Laurie emphasized that Christian spouses need to put their faith in action.

"I think that one of the problems we have when believers are married to non-believers is that it's all day sermons all day long — enough of that already," the pastor continued.

"Love him, show him what a real Christian is like. Pray for him, don't be discouraged, don't give up, because no one is beyond the reach of God."

Other Christian voices, such as Dan Delzell, the pastor of Wellspring Lutheran Church in Papillion, Nebraska, have warned that marrying a non-believer won't work at all.

"If you have already gone ahead and married an unbeliever, can you still please God? Of course. Can you and your spouse enjoy any spiritual or sexual unity in Christ? Definitely not, at least not yet. Not until your spouse repents and believes the Good News, which may or may not ever happen," Delzell wrote in an op-ed published by The Christian Post back in July 2013.

"Are there many marriages where the couple is unequally yoked? Yes indeed. Does God love both of them? Yes. Do both of them love God? No. How could an unbeliever love God? We must first receive God's love in Christ before we can start to love God," he added.

Kathy Keller, wife of well-known Pastor Tim Keller of Redeemer Presbyterian Church in New York City, has also warned that such marriages will not be successful.

Keller wrote in 2012 that "when someone has already allowed his or her heart to become engaged with a person outside the faith, I find that the Bible has already been devalued as the non-negotiable rule of faith and practice."

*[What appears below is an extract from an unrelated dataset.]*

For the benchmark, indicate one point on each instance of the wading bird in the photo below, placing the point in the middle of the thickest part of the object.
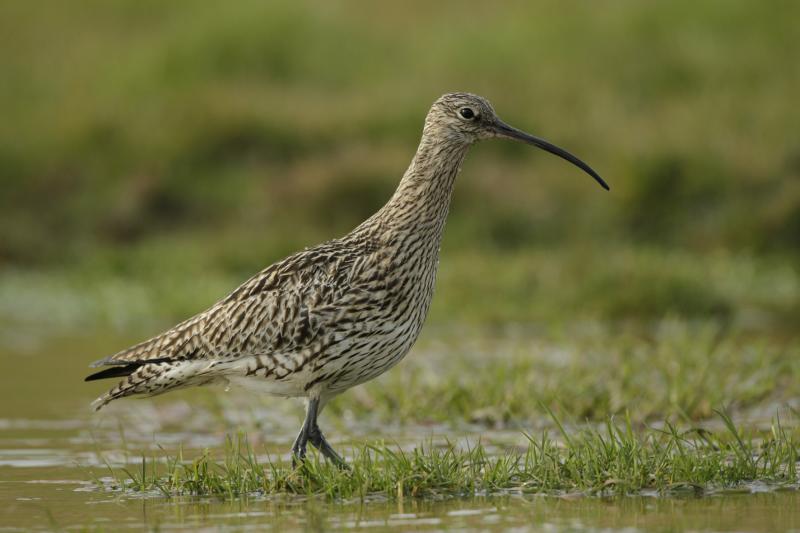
(335, 315)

She also warned that the condition of being unequally yoked also includes "genuine, warm Christians who want to marry an in-name-only Christian, or someone very, very far behind them in Christian experience and growth."

A Pew Research Center study from 2015 found that interfaith marriages in the U.S. have been on the rise, including unions involving Christians. While 61 percent were married to a spouse of the same religion, 15 percent of Christian respondents said that they married a spouse from a different Christian tradition — while 18 percent said that they married an unaffiliated spouse.

Pew also found that close to 49 percent, or almost half of unmarried couples are living with a romantic partner of a different faith.